Un chiffre suffit parfois à faire vaciller les certitudes : 90 millions. C’est le nombre de visiteurs étrangers accueillis par la France en 2019, selon l’Organisation mondiale du tourisme. L’Espagne, pourtant, ne lâche rien : la même année, elle enregistre 83,5 millions d’entrées. L’Italie, quant à elle, reste loin derrière, forte de 64,5 millions de curieux venus fouler ses pavés. La pandémie a bousculé les compteurs, mais la dynamique reste nette : la France conserve une avance solide, à l’abri des turbulences internationales.
La France, première destination touristique mondiale : chiffres clés et raisons d’un succès durable
Impossible d’ignorer le magnétisme de la France. Année après année, elle domine sans partage le classement des destinations mondiales. En 2019, ce sont donc 90 millions de visiteurs venus d’ailleurs qui ont franchi ses frontières, un sommet. Derrière ce chiffre, un cocktail unique : la richesse des paysages, la quantité impressionnante de sites inscrits au patrimoine mondial, une cuisine que l’on célèbre jusque dans les rues de Tokyo ou de New York, des trains et des avions qui sillonnent le territoire à grande vitesse.
De Paris à la Côte d’Azur, de la Bretagne à la Provence, chaque région cultive sa singularité et attire des publics variés, avides de découvertes. Cette diversité, c’est la force de la France : elle ne se contente pas d’un seul visage, elle multiplie les invitations au voyage.
Quelques données mettent en perspective cette attractivité hors normes :
- 90 millions de visiteurs internationaux en 2019
- 57 milliards d’euros générés par le tourisme international
- Une dépense moyenne par touriste qui grimpe à 700 euros
Depuis quelques années, la France séduit aussi de nouveaux publics venus d’Asie ou d’Amérique. Le nombre de réservations aériennes repart à la hausse, porté par une réputation stable et un art de vivre qui fait rêver. Les acteurs du secteur, regroupés autour d’Atout France, n’hésitent plus à innover : accueil personnalisé, valorisation des territoires moins connus, création d’expériences inédites.

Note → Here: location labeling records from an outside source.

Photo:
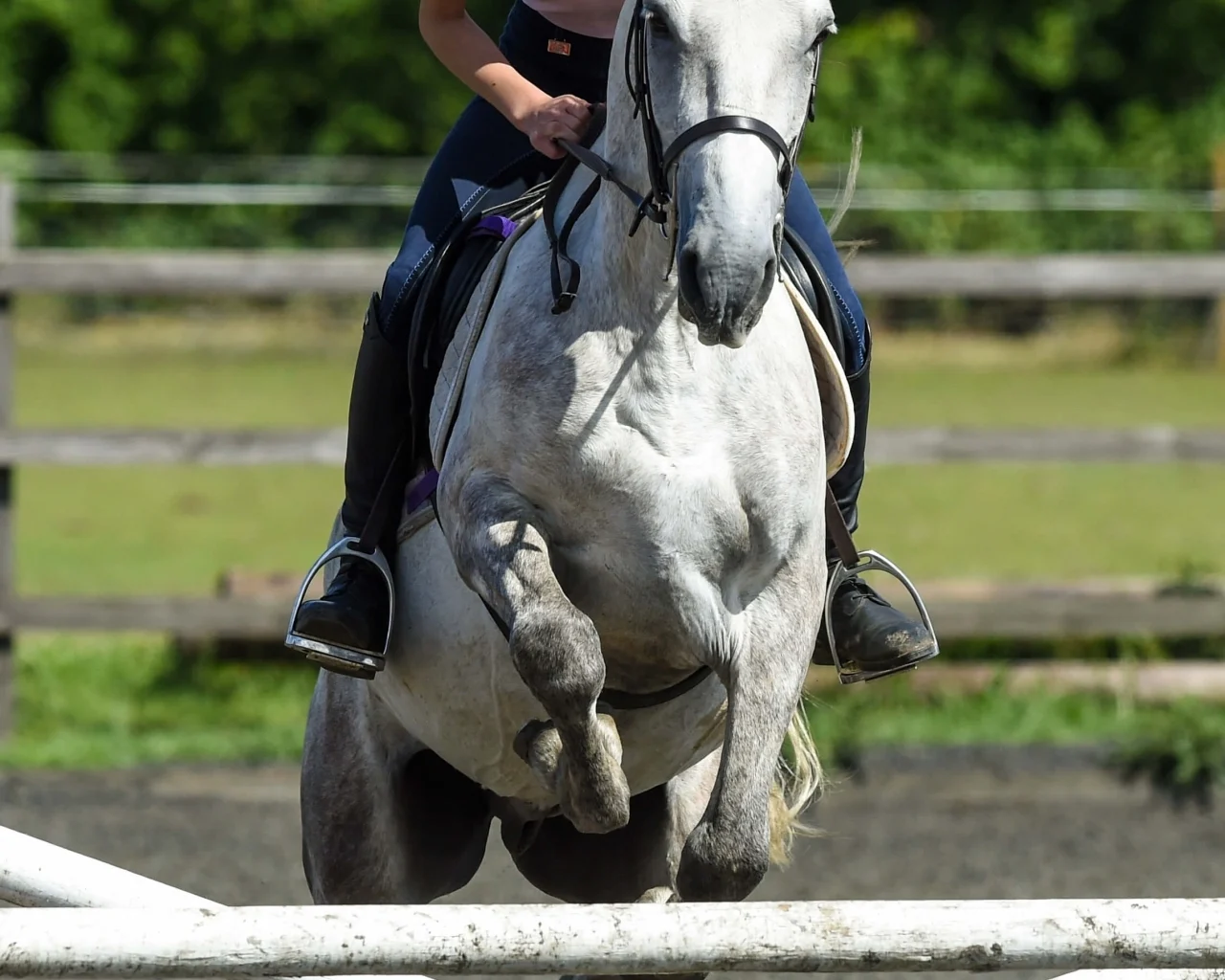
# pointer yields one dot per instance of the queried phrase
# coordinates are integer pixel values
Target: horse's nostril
(689, 282)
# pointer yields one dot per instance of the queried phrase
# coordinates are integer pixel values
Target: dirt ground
(974, 823)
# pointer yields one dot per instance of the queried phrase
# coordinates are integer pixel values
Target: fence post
(1219, 214)
(8, 673)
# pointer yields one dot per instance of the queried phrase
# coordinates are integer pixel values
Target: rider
(538, 84)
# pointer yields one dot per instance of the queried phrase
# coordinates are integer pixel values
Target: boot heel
(848, 670)
(333, 657)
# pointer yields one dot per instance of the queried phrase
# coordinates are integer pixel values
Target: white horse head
(723, 90)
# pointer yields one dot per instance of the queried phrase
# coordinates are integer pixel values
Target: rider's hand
(561, 118)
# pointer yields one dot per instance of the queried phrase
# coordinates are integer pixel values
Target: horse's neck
(620, 275)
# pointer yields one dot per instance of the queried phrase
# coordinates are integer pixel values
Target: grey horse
(635, 490)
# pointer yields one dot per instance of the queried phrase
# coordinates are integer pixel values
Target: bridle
(657, 204)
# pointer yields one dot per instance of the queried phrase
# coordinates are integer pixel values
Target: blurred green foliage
(949, 95)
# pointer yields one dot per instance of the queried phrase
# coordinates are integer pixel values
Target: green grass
(105, 701)
(173, 529)
(100, 702)
(306, 390)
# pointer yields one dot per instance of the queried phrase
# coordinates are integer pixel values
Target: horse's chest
(682, 525)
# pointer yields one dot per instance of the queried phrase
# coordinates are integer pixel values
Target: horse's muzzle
(724, 301)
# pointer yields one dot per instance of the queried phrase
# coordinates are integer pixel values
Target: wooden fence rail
(352, 271)
(887, 446)
(271, 274)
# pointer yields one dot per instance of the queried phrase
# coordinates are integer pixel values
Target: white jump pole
(459, 940)
(34, 874)
(40, 875)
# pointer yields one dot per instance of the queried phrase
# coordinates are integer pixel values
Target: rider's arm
(473, 57)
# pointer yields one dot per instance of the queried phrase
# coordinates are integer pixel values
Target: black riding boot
(353, 612)
(871, 635)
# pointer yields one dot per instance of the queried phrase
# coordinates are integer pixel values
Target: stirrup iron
(332, 656)
(870, 561)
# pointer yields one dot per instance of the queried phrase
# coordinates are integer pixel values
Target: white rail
(35, 874)
(463, 940)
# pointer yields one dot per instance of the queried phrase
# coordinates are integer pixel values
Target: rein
(656, 204)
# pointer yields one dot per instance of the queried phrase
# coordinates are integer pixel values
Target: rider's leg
(869, 631)
(353, 612)
(484, 161)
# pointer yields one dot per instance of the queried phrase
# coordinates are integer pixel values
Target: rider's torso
(593, 18)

Le pays a su marier le respect de son patrimoine et la modernité de son offre. Ce mélange inspire bien au-delà de ses frontières, et ses voisins européens, Espagne et Italie en tête, observent avec attention cette capacité à conjuguer authenticité et renouveau.

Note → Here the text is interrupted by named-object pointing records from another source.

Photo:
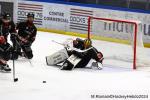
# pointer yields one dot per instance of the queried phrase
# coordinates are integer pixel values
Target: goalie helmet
(30, 15)
(87, 43)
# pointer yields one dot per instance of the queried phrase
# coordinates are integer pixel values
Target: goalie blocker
(57, 57)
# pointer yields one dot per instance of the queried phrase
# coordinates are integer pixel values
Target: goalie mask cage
(129, 30)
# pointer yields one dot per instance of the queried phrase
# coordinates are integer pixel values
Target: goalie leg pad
(57, 57)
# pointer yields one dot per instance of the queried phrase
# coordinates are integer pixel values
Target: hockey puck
(16, 79)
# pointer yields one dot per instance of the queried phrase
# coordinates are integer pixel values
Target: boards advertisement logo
(56, 16)
(79, 19)
(24, 9)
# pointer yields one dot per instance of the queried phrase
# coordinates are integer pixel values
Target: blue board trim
(95, 6)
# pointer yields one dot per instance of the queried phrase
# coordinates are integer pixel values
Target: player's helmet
(87, 43)
(6, 16)
(2, 40)
(30, 15)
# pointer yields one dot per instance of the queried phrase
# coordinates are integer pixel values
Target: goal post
(133, 28)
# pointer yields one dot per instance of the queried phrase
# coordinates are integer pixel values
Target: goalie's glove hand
(78, 54)
(97, 65)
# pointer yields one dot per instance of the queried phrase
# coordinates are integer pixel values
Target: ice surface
(78, 84)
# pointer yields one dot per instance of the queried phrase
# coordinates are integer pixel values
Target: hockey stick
(14, 78)
(58, 42)
(24, 53)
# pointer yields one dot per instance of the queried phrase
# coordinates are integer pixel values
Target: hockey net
(133, 55)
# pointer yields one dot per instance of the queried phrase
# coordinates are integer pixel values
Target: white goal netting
(133, 55)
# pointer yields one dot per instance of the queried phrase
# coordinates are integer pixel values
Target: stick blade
(16, 79)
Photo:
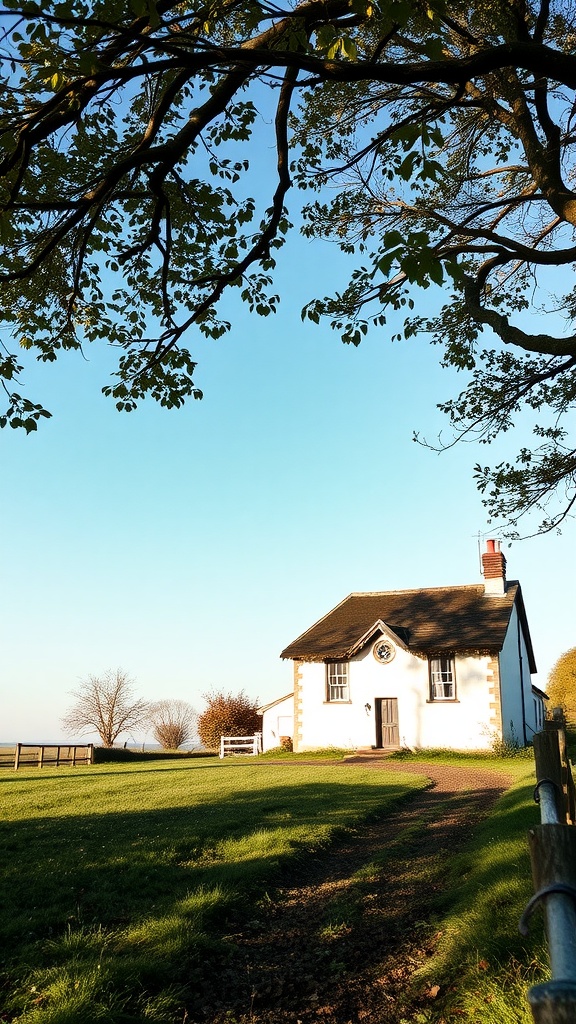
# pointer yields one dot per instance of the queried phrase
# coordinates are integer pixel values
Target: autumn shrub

Espagne et France : quelles tendances pour les voyageurs en quête d’expériences inoubliables ?
La compétition entre la France et l’Espagne ne se joue pas seulement sur les chiffres. Chacune propose aujourd’hui une vision singulière du voyage. La France, fidèle à son rang, attire par la variété de ses régions et la puissance de ses campagnes de valorisation. Les visiteurs ne se contentent plus de photographier les monuments : ils veulent partager un repas en terrasse, flâner sur un marché, s’initier à la culture locale.
Derrière le volume de fréquentation, l’impact économique se confirme : la France engrange plus de 57 milliards d’euros grâce au tourisme international, preuve d’une offre multiple, capable de séduire aussi bien les urbains férus de musées que les amoureux de sommets ou de littoraux sauvages.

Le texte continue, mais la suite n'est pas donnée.